0409 GMT September 22, 2019
The assault on the Red Sea port aims to target Houthis and their allies who have held Hodeida since 2015 and could bring the first major street-to-street fighting for the coalition, a potentially dragged out battle deadly for combatants and civilians alike, AP reported.
The fear is that a protracted fight could force a shutdown of Hodeida’s port at a time when a halt in aid risks tipping millions into starvation. Some 70 percent of Yemen’s food enters the country via the port, as well as the bulk of humanitarian aid and fuel supplies. Around two-thirds of the country’s population of 27 million relies on aid and 8.4 million are even worse off, at risk of starving already.
Before dawn Wednesday, convoys of vehicles appeared to be heading toward the city, according to videos posted on social media. The sound of heavy, sustained gunfire clearly could be heard in the background.
Saudi-owned satellite news channels and later state media announced the battle had begun, citing military sources. They also reported coalition airstrikes and shelling by naval ships.
The initial battle plan appeared to involve a pincer movement. Some 2,000 troops who crossed the Red Sea from an Emirati naval base in the African country of Eritrea landed west of the city with plans to seize Hodeida’s port, Yemeni security officials said.
Emirati troops with Yemeni forces loyal to former Yemeni government moved in from the south near Hodeida’s airport, while others sought to cut off Houthi supply lines to the east, the officials said.
The Houthi-run Al-Masirah satellite news channel later acknowledged the offensive, saying Houthi forces hit a Saudi coalition ship near Hodeida with two missiles. Houthi forces have fired missiles at ships previously.
“The targeted ship was carrying troops prepared for a landing on the coast of Hodeida,” the channel said.
The port city, home to 600,000 people, is some 150 kilometers (90 miles) southwest of Sana’a, Yemen’s capital and has been held by the Houthis since they swept into the city in September 2014. Saudi Arabia, the United Arab Emirates and a bloc of other countries intervened in Yemen the following year with the goal of restoring the former government to power and has received logistical support from the US.

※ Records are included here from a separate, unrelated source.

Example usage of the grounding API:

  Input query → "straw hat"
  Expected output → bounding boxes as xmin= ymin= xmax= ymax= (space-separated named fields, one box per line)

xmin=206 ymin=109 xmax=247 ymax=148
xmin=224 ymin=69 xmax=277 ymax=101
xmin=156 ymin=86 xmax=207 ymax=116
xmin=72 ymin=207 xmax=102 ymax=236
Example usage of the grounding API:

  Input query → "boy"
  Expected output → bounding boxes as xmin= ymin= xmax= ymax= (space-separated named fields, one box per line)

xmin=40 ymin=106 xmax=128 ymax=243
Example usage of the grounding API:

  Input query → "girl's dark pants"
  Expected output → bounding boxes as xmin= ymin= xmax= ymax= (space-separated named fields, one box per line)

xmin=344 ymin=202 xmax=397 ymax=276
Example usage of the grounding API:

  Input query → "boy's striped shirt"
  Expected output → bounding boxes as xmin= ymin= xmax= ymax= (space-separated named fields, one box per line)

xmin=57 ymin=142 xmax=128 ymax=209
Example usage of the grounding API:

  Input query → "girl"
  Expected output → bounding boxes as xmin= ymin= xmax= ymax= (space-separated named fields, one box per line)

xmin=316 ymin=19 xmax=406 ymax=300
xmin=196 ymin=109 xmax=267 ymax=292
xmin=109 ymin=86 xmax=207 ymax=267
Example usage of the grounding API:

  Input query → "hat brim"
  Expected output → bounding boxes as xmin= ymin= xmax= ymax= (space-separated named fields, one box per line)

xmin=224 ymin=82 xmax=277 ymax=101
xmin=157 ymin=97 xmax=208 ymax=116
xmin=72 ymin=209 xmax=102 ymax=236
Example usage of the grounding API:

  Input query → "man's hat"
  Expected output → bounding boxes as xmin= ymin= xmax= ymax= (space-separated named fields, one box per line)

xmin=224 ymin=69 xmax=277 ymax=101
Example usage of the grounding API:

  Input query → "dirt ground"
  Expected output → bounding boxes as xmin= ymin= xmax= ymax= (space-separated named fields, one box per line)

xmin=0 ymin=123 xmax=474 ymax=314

Emirati Minister of State for Foreign Affairs Anwar Gargash earlier told French newspaper Le Figaro the deadline for a withdrawal from Hodeida by the Houthis expired early Wednesday morning.
The UN has warned that the likely "catastrophic humanitarian impact" would be worsened due to Hodeida's key role as an entry point for aid and commercial goods.
"Cutting off imports through Hodeida for any length of time will put Yemen's population at extreme, unjustifiable risk," Lise Grande, UN humanitarian coordinator for Yemen, said.
“If this vital route for supplying food, fuel and medicine is blocked, the result will be more hunger, more people without health care and more families burying their loved ones,” Oxfam’s country director in Yemen, Muhsin Siddiquey, warned last week.